Black carbon aerosol mass concentration, absorption and single scattering albedo from single and dual spot aethalometers: Radiative implications

Black carbon (BC) is a primary aerosol emitted directly into the atmosphere from incomplete combustion. It absorbs incoming solar radiation and outgoing terrestrial radiation, which has significant implications to aerosol radiative forcing. Aethalometer employs optical attenuation technique to measure real-time BC mass concentrations. BC mass concentration measured using a single spot aethalometer (AE31) can be significantly uncertain due to filter loading effect. A modified version of AE31, namely, a dual spot aethalometer (AE33), uses a real-time loading effect compensation algorithm and measures BC mass concentrations. BC mass concentrations measured using single and dual spot aethalometers over an urban location are analysed. BC mass concentration from AE33 is higher (11%) than BC measured by post processed loading effect compensated AE31 data. Daily averaged BC mass concentration measured by AE31 and AE33 shows a very good linear agreement (coefficient of determination (0.98), and a small zero offset (0.22)). Aerosol absorption coefficients show an average difference of 28.5% between the two aethalometers. Aerosol absorption coefficient is utilised with nephelometer measured aerosol scattering coefficients to compute single scattering albedo (SSA).

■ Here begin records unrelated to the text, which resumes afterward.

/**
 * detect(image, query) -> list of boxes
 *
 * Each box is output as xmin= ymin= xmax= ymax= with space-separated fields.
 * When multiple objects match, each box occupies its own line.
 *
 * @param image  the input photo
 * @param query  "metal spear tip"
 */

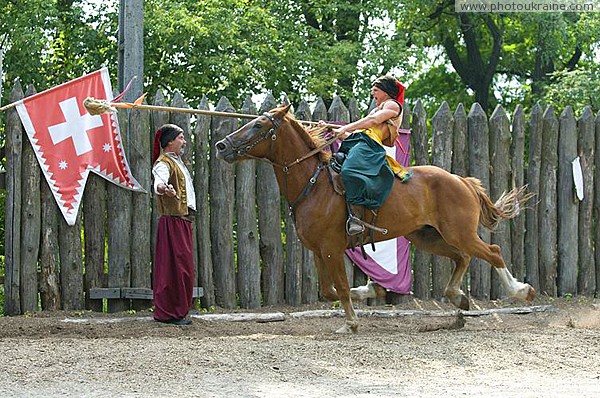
xmin=83 ymin=97 xmax=117 ymax=115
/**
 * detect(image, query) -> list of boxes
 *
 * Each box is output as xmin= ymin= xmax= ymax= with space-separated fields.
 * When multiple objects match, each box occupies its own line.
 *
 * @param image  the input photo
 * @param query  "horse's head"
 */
xmin=215 ymin=104 xmax=292 ymax=163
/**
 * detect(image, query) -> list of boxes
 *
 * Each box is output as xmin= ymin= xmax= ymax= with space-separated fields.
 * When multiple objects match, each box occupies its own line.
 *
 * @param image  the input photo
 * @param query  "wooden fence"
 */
xmin=2 ymin=80 xmax=600 ymax=315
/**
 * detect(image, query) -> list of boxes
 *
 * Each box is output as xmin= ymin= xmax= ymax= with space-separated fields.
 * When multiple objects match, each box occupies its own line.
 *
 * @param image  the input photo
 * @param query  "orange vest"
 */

SSA (550 nm) estimated from the AE33 is always higher (similar to 8%) than AE31. Estimates of aerosol radiative forcing show that when SSA changes from 0.65 to 0.70 over urban regions the atmospheric warming changes by 10%, while when SSA changes from 0.85 to 0.90 the atmospheric warming changes by 25%. This study highlights the non-linear relation between SSA and aerosol forcing, and reveals how crucial it is to determine single scattering albedo accurately in order to reduce the uncertainty in aerosol radiative forcing estimate.